DSİ Genel Müdürlüğü İçme Suyu Daire Başkanlığı Kamu İhale Yasası’nın meşhur 21/b maddesine göre ihale açtı. İhalenin yaklaşık maliyeti 499 milyon 825 bin 632 lira olarak belirlendi. İhaleye kamuoyunun yakından aşina olduğu 6 şirket çağrıldı. Makyol, ilk oturumda elendi. Limak 492 milyon 700 bin; Kolin 518 milyon; Fernas 530 milyon 701 bin; Özaltın 554 milyon 700 bin 24 liralık teklif sundu. En düşük teklifi veren ise, 483 milyon 830 bin lira ile hattı inşa eden Kalyon oldu.
İhale bu haliyle onaylanırsa Kalyon, ortakları ile beraber 630 milyon liraya inşa ettiği hattı, onarmak için de bu sefer 483.8 milyon lira alacak. Tüm projenin maliyetinin 1.6 milyar liraya mâl olduğu düşünülürse, DSİ’nin tamirat için ödeyeceği para ihalelerin gerçek yüzünü bir kez daha ortaya çıkarıyor.

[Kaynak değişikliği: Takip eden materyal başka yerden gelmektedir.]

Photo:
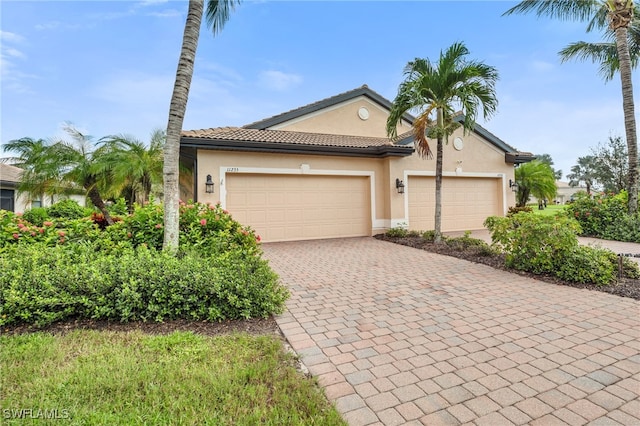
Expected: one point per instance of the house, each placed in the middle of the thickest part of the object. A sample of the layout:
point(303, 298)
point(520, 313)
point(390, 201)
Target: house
point(328, 170)
point(12, 200)
point(566, 192)
point(9, 198)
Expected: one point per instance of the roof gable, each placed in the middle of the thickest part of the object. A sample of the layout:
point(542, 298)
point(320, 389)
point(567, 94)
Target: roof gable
point(9, 174)
point(332, 101)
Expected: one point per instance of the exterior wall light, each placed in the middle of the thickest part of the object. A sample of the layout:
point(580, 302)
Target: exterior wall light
point(208, 186)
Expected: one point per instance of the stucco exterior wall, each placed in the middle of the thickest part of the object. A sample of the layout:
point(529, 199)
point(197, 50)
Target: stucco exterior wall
point(220, 163)
point(344, 119)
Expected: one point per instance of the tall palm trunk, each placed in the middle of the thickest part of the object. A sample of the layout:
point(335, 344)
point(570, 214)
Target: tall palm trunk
point(620, 18)
point(439, 155)
point(174, 127)
point(629, 116)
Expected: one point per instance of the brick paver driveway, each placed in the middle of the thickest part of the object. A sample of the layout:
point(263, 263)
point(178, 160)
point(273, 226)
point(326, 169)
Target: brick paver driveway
point(397, 335)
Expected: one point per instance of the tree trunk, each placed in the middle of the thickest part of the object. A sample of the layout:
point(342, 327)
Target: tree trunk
point(174, 127)
point(628, 108)
point(439, 154)
point(96, 200)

Bu arada pandemi döneminin gölgesinde kalan olayla ilgili olarak 15 Mayıs günü CHP Genel Başkan Yardımcısı Oğuz Kağan Salıcı’nın, Tarım ve Orman Bakanı Bekir Pakdemirli tarafından yazılı olarak cevaplandırılması istemiyle TBMM Başkanlığı’na sunduğu soru önergesini de yeniden hatırlatalım:
* Maliyeti 1.6 milyar doları aşan, ‘asrın projesi olarak nitelendirilen’, Cumhurbaşkanı’nın ‘Dünyada ilk kez uygulanan bir mühendislik çalışması’ diye övgüyle bahsettiği proje için ilk yapıldığı sırada neden yedek boru üretilmemiş ve sadece 2 boru için söz konusu proje aylardır aksamaktadır, bu nasıl bir mühendislik zekasıdır?
* Onarım ihalesinin maliyeti de dikkate alındığında, projenin tekrar hayata geçmesi ile birlikte suyun birim maliyetinde herhangi bir değişiklik olacak mı?
* Onarım ihalesiyle birlikte üretimi gerçekleşecek 10 adet borunun birim maliyeti ile emsal boruların piyasa rayici dikkate alındığında, boruların piyasa koşullarından daha pahalıya ürettirildiği iddiası doğru mudur?